1. Climb onto ship 2. Fire up blowtorch 3. Profit
[1] https://en.wikipedia.org/wiki/Externality
They would like to regain control of said coastline. In fact, they have a holiday to commemorate said loss: https://en.wikipedia.org/wiki/D%C3%ADa_del_Mar
https://www.economist.com/the-americas/2015/05/09/beaches-of...
If I had access to a list of companies who held their entire supply chain to a certain set of standards, I'd be willing to pay a little more for my toothbrush.
We buy our toothbrushes from a retail store, many transactions removed from the manufacture of the toothbrush, and every organisation in that chain would have to voluntarily agree to honestly report its transportation details. This is unlikely.
Even if it did happen, the onus would then be on consumers to interpret these details, perform a comparison between a number of available brands, and determine the most conscientious choice. And then review this decision periodically, because transportation contracts come and go. This is a substantial amount of work.
Even if consumers were able to do that amount of work, they'd then have to replicate that work for every single product, because everything goes through a similar transportation process. There is absolutely no way that any individual has enough time in their lives to research the transportation details of even a reasonable sampling of products used.
And that's not even considering the transportation issues in the supply chain!
As you observe, individual organisations also cannot act, because doing so makes them less competitive.
This is basically the same reason why individuals can't effectively tackle climate change. There is far too much information that's hidden, and far too much time required to effectively assess information, for individuals to influence anything.

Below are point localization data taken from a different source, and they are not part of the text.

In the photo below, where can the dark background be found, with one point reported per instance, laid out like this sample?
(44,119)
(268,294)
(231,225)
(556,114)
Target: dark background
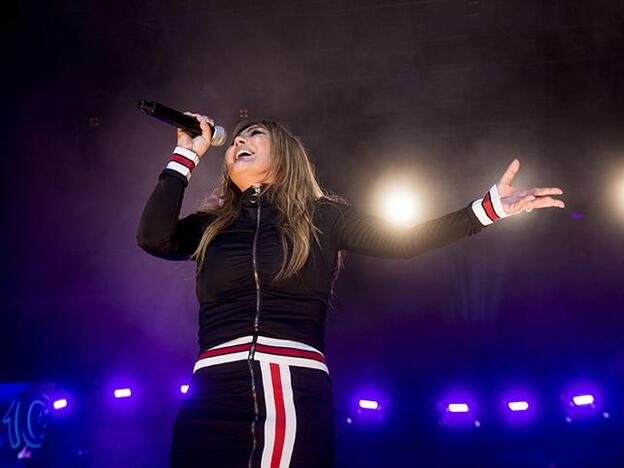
(443,92)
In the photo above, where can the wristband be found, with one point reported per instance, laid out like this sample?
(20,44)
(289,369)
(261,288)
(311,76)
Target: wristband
(489,209)
(183,161)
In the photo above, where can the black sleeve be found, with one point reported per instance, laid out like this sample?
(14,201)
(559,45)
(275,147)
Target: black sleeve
(366,234)
(160,231)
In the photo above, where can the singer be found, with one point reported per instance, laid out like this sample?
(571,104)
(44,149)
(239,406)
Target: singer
(268,247)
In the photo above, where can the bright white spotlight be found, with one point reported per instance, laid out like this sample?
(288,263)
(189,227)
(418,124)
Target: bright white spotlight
(122,393)
(583,400)
(399,207)
(518,405)
(458,407)
(369,404)
(60,404)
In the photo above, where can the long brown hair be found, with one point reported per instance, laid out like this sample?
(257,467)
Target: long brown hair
(294,192)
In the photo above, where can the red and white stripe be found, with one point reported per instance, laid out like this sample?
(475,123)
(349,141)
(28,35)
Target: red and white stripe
(183,161)
(272,350)
(280,426)
(489,209)
(276,356)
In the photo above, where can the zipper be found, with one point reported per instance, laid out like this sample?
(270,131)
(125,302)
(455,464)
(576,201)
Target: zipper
(252,350)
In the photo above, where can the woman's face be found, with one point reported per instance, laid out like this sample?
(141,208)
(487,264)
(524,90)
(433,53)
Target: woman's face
(248,158)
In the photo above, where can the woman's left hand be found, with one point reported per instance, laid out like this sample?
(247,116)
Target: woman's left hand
(515,200)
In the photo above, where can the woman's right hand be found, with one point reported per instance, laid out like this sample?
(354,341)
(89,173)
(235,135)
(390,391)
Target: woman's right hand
(200,144)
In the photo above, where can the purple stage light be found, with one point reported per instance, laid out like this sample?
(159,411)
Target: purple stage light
(59,404)
(458,407)
(518,405)
(122,393)
(368,404)
(583,400)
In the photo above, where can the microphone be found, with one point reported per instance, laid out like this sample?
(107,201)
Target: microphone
(180,120)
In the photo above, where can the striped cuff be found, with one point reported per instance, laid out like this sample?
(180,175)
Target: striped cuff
(489,208)
(183,161)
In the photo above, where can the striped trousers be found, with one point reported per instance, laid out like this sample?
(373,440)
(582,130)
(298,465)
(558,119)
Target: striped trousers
(272,410)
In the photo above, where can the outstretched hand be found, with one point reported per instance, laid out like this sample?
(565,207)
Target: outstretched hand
(515,200)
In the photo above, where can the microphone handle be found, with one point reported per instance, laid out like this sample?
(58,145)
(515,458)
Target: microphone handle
(172,117)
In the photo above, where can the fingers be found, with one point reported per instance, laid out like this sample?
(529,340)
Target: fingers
(544,191)
(510,173)
(544,202)
(205,123)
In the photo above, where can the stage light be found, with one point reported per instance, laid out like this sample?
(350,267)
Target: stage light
(369,404)
(458,408)
(583,400)
(399,207)
(122,393)
(59,404)
(518,405)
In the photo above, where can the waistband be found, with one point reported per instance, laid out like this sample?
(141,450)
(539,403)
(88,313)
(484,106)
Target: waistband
(267,349)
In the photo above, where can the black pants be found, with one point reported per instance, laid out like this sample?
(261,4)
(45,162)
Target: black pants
(286,421)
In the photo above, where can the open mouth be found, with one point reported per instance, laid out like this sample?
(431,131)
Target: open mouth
(243,154)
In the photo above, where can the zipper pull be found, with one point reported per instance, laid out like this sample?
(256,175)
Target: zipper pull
(254,196)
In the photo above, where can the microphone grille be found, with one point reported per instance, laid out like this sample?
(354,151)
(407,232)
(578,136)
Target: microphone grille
(219,136)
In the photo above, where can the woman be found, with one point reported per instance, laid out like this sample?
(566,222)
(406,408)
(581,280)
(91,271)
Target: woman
(267,254)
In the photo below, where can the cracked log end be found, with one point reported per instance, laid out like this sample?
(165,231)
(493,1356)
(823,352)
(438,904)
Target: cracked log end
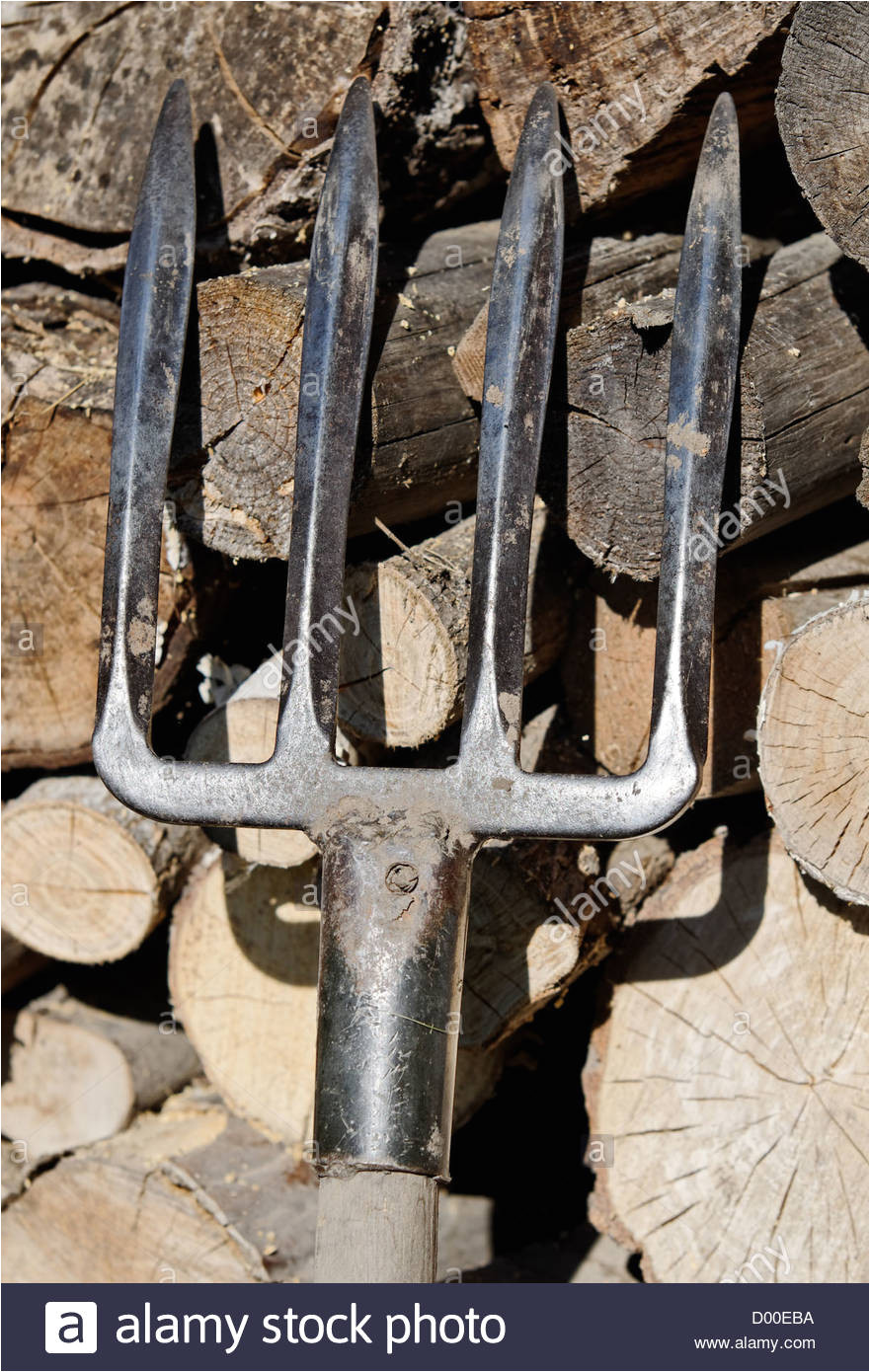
(726,1088)
(813,748)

Like with climate change, there is a solution, and it's regulation. The problem would vanish overnight if the EU, the US, and I guess now the UK all refused to allow docking of ships with flags of convenience, or even just ones flying flags from countries that don't ratify the maritime treaties.
And like with climate change, the solution is hampered not because of technical difficulties or cost, it's hampered by lack of will to spend a relatively small amount of money on something that only has a social good and not an economic good.
Really - it is quite common for mariners not to know who the owner is.
So what's the story behind this mysterious ship without a crew?
This is actually the meaning of the term "ghost ship".
Any of the big salvage companies, Titan or Smit or Mammoet, can deal with such a wreck if paid to do so. It's expensive, but routine. Ireland has local salvage companies, too. Once it's decided who pays the bill, one of them will probably be brought into deal with the mess.
It might conceivably matter that the wreck is now in a somewhat more convenient place rather than the middle of the ocean, but probably it's just too low value for it to be economic to volunteer. Somebody will have to get paid explicitly to tidy this up.
Sounds like that was written on behalf of public companies who imagined they'd always want to assert their ownership rights. It was not written while mindful of the possibility of anonymous LLCs who have a salvage bill, an environmental problem, and rescue operations expenses tied to the ship and would rather it sank in the middle of the ocean...
I wonder if the mythological archetype of the "ghost ship" originated from cases like this: unidentified, unmanned ships roaming the seas on their own, in a time before there was a global record of abandoned ships. Doesn't take a huge leap of the imagination to assume they're crewed by ghosts.